A District Court judge in Washington, D.C. has denied an injunction attempt by the Trump administration to stop former National Security Adviser John Bolton’s tell-all book from being sold in bookstores from June 23. In a ruling handed down Saturday morning, Judge Royce C. Lamberth wrote that Bolton’s book, The Room Where it Happened, has already been widely distributed to news media for excerpt and 200,000 copies have been shipped across the country. The judge wrote, “given the widespread dissemination of the books, the ‘horse is already out of the barn’.”
The judge did not, however, side with Bolton’s claims that he did nothing wrong in publishing his scorching memoir. “Defendant Bolton has gambled with the national security of the United States. He has exposed his country to harm and himself to civil (and potentially criminal) liability,” Lamberth wrote. “But these facts do not control the motion before the Court. The government has failed to establish that an injunction will prevent irreparable harm.
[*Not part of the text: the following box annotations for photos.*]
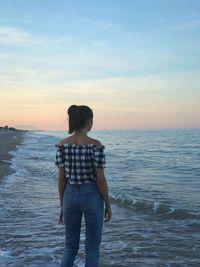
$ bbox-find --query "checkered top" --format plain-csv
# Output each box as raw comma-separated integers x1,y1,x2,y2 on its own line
55,144,106,185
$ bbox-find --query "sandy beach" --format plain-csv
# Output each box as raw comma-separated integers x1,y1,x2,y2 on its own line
0,131,24,181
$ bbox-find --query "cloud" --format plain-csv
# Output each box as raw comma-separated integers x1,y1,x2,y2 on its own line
0,26,32,45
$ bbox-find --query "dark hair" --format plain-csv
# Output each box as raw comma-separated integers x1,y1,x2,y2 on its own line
67,105,93,134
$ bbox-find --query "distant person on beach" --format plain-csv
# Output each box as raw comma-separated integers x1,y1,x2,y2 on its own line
56,105,112,267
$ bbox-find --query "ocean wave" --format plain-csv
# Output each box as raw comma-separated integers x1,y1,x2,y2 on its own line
111,196,200,220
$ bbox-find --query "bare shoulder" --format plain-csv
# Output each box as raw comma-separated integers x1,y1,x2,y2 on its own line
89,138,103,147
58,136,71,146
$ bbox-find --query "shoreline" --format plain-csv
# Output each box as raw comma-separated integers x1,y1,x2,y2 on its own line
0,130,27,182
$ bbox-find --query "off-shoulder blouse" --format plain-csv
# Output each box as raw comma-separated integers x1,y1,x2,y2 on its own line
55,144,106,185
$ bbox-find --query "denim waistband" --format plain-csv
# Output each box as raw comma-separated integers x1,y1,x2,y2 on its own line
66,182,99,193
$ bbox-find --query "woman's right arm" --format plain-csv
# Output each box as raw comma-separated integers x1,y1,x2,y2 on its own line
96,168,112,222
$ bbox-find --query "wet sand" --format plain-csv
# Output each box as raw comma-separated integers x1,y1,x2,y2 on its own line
0,131,25,182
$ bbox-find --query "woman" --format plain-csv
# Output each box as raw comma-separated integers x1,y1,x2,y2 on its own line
56,105,112,267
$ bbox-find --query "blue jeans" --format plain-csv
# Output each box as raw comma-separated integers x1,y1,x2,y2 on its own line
61,183,104,267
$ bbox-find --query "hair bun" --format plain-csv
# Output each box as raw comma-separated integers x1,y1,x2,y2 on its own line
67,105,78,115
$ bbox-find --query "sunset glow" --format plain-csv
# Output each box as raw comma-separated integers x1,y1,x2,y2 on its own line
0,0,200,130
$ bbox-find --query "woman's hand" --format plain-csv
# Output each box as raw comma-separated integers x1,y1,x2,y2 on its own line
59,209,64,224
104,207,112,222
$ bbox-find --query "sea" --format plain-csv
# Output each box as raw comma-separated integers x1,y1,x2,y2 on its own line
0,129,200,267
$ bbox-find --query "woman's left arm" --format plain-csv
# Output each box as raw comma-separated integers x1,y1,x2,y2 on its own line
58,169,67,224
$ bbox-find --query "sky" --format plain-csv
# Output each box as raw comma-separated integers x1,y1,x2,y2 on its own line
0,0,200,130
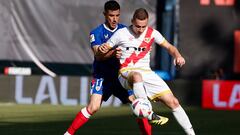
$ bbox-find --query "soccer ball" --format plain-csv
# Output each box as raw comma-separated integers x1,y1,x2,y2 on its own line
131,98,152,118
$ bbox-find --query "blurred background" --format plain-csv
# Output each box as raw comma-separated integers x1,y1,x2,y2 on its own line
0,0,240,134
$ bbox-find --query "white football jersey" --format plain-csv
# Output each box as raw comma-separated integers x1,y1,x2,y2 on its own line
107,27,165,69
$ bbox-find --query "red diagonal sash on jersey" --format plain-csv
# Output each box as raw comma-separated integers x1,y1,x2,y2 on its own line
121,27,154,68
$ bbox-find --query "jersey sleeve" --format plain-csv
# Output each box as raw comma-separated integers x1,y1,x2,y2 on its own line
89,31,102,47
153,30,165,44
107,30,120,47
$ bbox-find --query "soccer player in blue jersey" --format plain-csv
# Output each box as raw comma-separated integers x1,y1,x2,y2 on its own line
64,1,157,135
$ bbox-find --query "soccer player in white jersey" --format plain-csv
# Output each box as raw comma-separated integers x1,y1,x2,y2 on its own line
99,8,195,135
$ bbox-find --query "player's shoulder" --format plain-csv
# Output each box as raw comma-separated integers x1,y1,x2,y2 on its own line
90,24,104,34
118,23,127,29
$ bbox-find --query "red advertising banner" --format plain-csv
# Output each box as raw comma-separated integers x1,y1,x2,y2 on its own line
200,0,235,6
234,30,240,73
202,80,240,110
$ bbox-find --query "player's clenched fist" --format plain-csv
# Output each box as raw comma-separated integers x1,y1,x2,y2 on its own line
174,56,185,67
115,47,122,59
98,43,111,54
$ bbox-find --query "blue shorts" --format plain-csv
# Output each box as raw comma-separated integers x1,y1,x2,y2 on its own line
90,78,133,104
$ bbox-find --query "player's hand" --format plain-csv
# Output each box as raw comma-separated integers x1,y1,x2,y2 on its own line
174,56,185,68
115,47,122,59
98,43,111,54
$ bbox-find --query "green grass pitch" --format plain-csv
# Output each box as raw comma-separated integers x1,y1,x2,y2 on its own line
0,104,240,135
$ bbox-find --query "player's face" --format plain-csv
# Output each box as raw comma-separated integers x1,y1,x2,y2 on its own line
104,10,120,29
132,19,148,36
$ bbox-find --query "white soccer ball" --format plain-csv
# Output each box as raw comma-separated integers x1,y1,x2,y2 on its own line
131,98,152,118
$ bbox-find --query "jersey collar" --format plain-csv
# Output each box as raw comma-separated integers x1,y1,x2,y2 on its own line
103,23,118,32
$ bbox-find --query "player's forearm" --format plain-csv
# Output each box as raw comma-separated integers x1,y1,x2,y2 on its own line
168,46,182,58
95,50,115,60
92,45,114,60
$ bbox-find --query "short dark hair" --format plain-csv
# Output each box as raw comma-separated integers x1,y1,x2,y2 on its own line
104,0,120,12
133,8,148,20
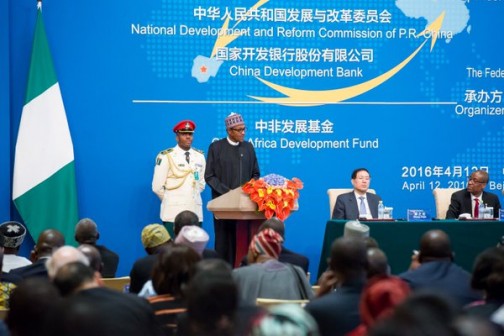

Its motion is accordingly DENIED.”
Trump called it a “BIG COURT WIN against Bolton,” writing on Twitter that the judge couldn’t have done much to stop the book’s release but still made “strong & powerful statements & rulings on MONEY & on BREAKING CLASSIFICATION.” He said Bolton will have a “really big price to pay. He likes dropping bombs on people, and killing them. Now he will have bombs dropped on him!”